In the first game of the Sunflower Test series that Padres so earnestly expected, the Dodgers shocked them, 8-1 — a game that ended, for all intents and purposes, in the third inning.

“I didn’t feel good,” said coach Bob Melvin. “We wanted to go out and collect some good bats early on, and squeeze them. It just happened in reverse. You just have to put it away.”

To be fair, this was, on paper, a bit of a mismatch. The Dodgers turned to Tony Gonsulin, who was their best starting player this season. The Padres switched to Sean Manaea, at this point, their number was 5.

Maneh took a heavy hit, allowing eight runs in four runs. Four runs were allowed in the first and four in the third.
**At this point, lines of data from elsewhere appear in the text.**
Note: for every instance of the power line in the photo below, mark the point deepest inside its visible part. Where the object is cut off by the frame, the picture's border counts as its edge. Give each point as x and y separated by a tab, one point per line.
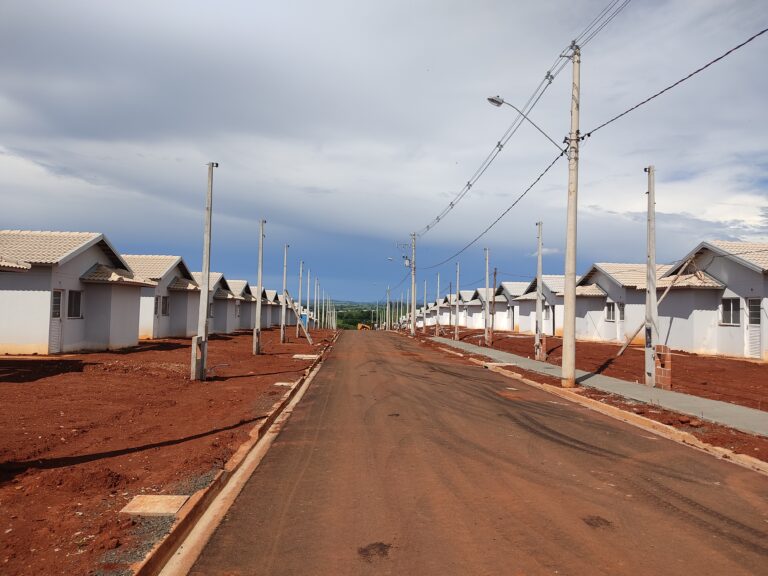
595	26
497	220
688	77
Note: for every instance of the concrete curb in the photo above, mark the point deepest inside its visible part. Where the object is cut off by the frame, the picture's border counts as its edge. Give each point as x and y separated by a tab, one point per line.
663	430
193	509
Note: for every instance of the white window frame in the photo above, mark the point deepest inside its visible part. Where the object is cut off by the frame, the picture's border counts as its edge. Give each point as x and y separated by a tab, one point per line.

Members of the Padres family – who played their ninth game in eight days – asked Al-Mannai to wear them. Trapped bulls need turns.

“Just calm everything down – I didn’t really do that,” Mana said. “I think I made it bigger than it should have been. Things quickly got out of hand.”

This was the second time in three starts that Mannai had ceded at least eight runs. A useful off-season possession, Manaea’s presence helped boost Badres’ deep rotation. He had a 3.92 ERA through June. That number has since jumped to 4.74.

“No one feels it worse than he does,” Melvin said. “He wants to be there for his team. This is the first game in a big streak, he doesn’t have his best and definitely not his best position. I think he is at a point in time in his career where he will be able to put this away and work towards his next start.”

Despite Manaea’s recent struggles, the Padres weren’t looking to change their rotation ahead of this weekend’s series against rival Dodgers. As if to reinforce the point that this was just one game in early August, Mane Machado started the night as the designated hitter. Now that the Padres have beefed up the versatility of their roster, they want Machado to have a few nights like this as a hold off on his weak left ankle.

However, there are downsides to this big picture strategy. Padres credited Brandon Drury for his racket and for its topical versatility. But he’s defensively, well, not Mane Machado. On a pair of first-half players, Drury threw one away and missed. It’s safe to guess that Machado, a two-time Gold Glover and one of the best defensive players of his generation, may have helped limit damage.

Instead, Padres’ side found themselves facing an early four-round deficit, a gap they never really made out. All in all, it was a decidedly poor showing in their first match against the Dodgers since deadline. San Diego feels as if it has narrowed the gap dramatically with the acquisitions of Juan Soto, Josh Bell, Josh Hader and Drury. For at least one night she did not show up.

In his first encounter, Soto — who was celebrated here three weeks ago at the All-Star Game and again two weeks ago when the citizens came to town — was booed by the same fans who once cheered in the hope that the grounds in Los Angeles would respond. Soto lining a 108.5 mph rocket in the middle. Padres threatened in the first inning, forcing Gonsolin to throw 30 throws. But they came empty, and the dodgers immediately opened the gates.

With that, Los Angeles grew its lead in the NL West to 13 1/2 games. This race is practically over. But the Padres didn’t quite literally go by the deadline because they thought they would win the West in 2022. They have bigger expectations than that, expectations that won’t deviate from their course on an ugly night at Dodger Stadium.

“We’ll be back tomorrow, and we’ll play better baseball,” said left quarterback Jurickson Profar. “We have a good team.”